The report identifies two “major episodes” of home-price busts, the first taking place in the mid-1980s in the “oil patch” cities of Texas, Oklahoma, Louisiana and some other western states. This episode had some of the most severe price declines found in the report, with prices in one city falling by as much as 40 percent over a five-year period.
The second incident of major price declines occurred in the Northeast and California in the early 1990s.
The report notes that no cities are currently experiencing home-price busts. However, judging by historical events, we won’t know for a few years whether the recent post-boom cities have safely avoided a bust.
And according to the report’s criteria for booms and busts, home-price booms “only infrequently” lead to busts.
Busts within a five-year window of booms only occurred in 9 of the 54 boom episodes identified prior to 1998, or roughly 17 percent of all such events. “Clearly, the lion’s share of home-price booms have not ended in busts historically,” the report states.
That leaves 45 booms that did not see a subsequent bust, according to the report.
“In these cases, nominal home prices rose by an average of 2 percent per year during the five years after the boom ended. The equivalent figure for real home prices was a modest 2 percent per year decline,” the report states.
In 83 percent of the post-boom cities, prices continued to increase at a slower rate and any declines after inflation were modest, according to the report. “Home prices in these markets simply stagnated, or stalled out, following their booms rather than going bust.”
Housing booms that have ended in price busts were associated with localized economic stress, including recession and job loss.
The FDIC noted two case studies to illustrate this point, including the case of the oil patch cities in the mid-’80s, and the busts seen in California and the Northeast in the early ’90s.
In the case of the oil patch cities, oil-producing areas of Texas, Oklahoma, Louisiana, Colorado, Wyoming and Alaska experienced an economic boom and population inflows while oil prices were rising in the late 1970s. That, in turn, caused the demand for housing to boom in these areas, increasing home prices. Then in 1980, when oil prices began a six-year decline, the local job markets and economies suffered.
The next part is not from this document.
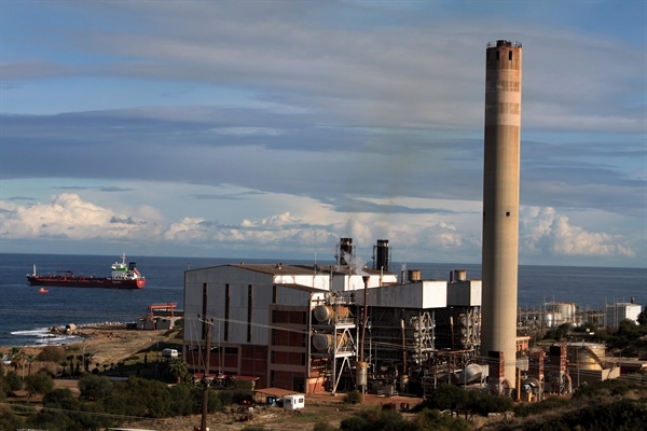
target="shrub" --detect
[344,389,363,404]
“This economic stress, in turn, weighed heavily on the housing markets in these cities. In the worst cases, nominal home prices fell by 40 percent and 33 percent in Lafayette, Louisiana, and Casper, Wyoming, respectively, between 1983 and 1988,” the report states.
In the case of California and the Northeast, similar elements of economic stress precipitated home-price busts, according to the report. A recession in the early 1990s, massive defense downsizing, a significant commercial real estate collapse, and a sharp downturn in population growth all were factors.
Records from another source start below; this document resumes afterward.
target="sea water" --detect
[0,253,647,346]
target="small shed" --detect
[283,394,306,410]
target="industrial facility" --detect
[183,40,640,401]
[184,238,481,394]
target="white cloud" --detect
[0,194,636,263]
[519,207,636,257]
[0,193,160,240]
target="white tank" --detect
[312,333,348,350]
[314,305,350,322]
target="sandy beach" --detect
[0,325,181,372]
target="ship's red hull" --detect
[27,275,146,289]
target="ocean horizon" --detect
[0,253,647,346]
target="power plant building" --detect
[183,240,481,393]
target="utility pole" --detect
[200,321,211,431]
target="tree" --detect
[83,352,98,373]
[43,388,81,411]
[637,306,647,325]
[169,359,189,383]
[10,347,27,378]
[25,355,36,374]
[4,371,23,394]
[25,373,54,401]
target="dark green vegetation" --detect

Although the FDIC demonstrates that few metro-area housing booms have ended in busts historically, the report notes reasons to believe history may be an imperfect guide to today’s situation. It notes changes in credit markets, such as the emergence of the subprime market, that are pushing homeowners and housing markets into uncharted territory.
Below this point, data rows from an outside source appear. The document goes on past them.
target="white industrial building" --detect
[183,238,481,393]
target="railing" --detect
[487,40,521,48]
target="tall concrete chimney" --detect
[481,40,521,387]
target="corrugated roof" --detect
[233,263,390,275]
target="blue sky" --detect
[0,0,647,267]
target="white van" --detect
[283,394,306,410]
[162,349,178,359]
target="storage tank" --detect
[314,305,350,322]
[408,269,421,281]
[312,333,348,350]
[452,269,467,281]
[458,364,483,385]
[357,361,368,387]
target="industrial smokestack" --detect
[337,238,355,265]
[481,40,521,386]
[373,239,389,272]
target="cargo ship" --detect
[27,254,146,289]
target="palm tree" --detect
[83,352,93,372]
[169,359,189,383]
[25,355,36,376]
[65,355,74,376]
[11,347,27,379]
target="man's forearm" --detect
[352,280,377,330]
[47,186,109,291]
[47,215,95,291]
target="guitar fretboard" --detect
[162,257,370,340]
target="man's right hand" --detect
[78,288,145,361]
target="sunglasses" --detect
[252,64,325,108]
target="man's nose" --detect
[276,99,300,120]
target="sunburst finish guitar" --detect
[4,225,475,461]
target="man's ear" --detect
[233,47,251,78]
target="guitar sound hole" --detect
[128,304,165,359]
In addition, home buyers increasingly are taking advantage of higher-leverage mortgage products. In 2003, loans exceeding 80 percent of the home price accounted for almost one-third of all purchase mortgages. The practice of raising the total loan amount to a level very near the value of the home makes borrowers more likely to default if there is a housing market downturn.
“An increased incidence of default and foreclosure could, in turn, contribute to downward pressure on home prices as distressed properties are liquidated by lenders. However, little is known as yet about the effects these credit-market changes might have on the dynamics of boom-bust cycles,” the report states.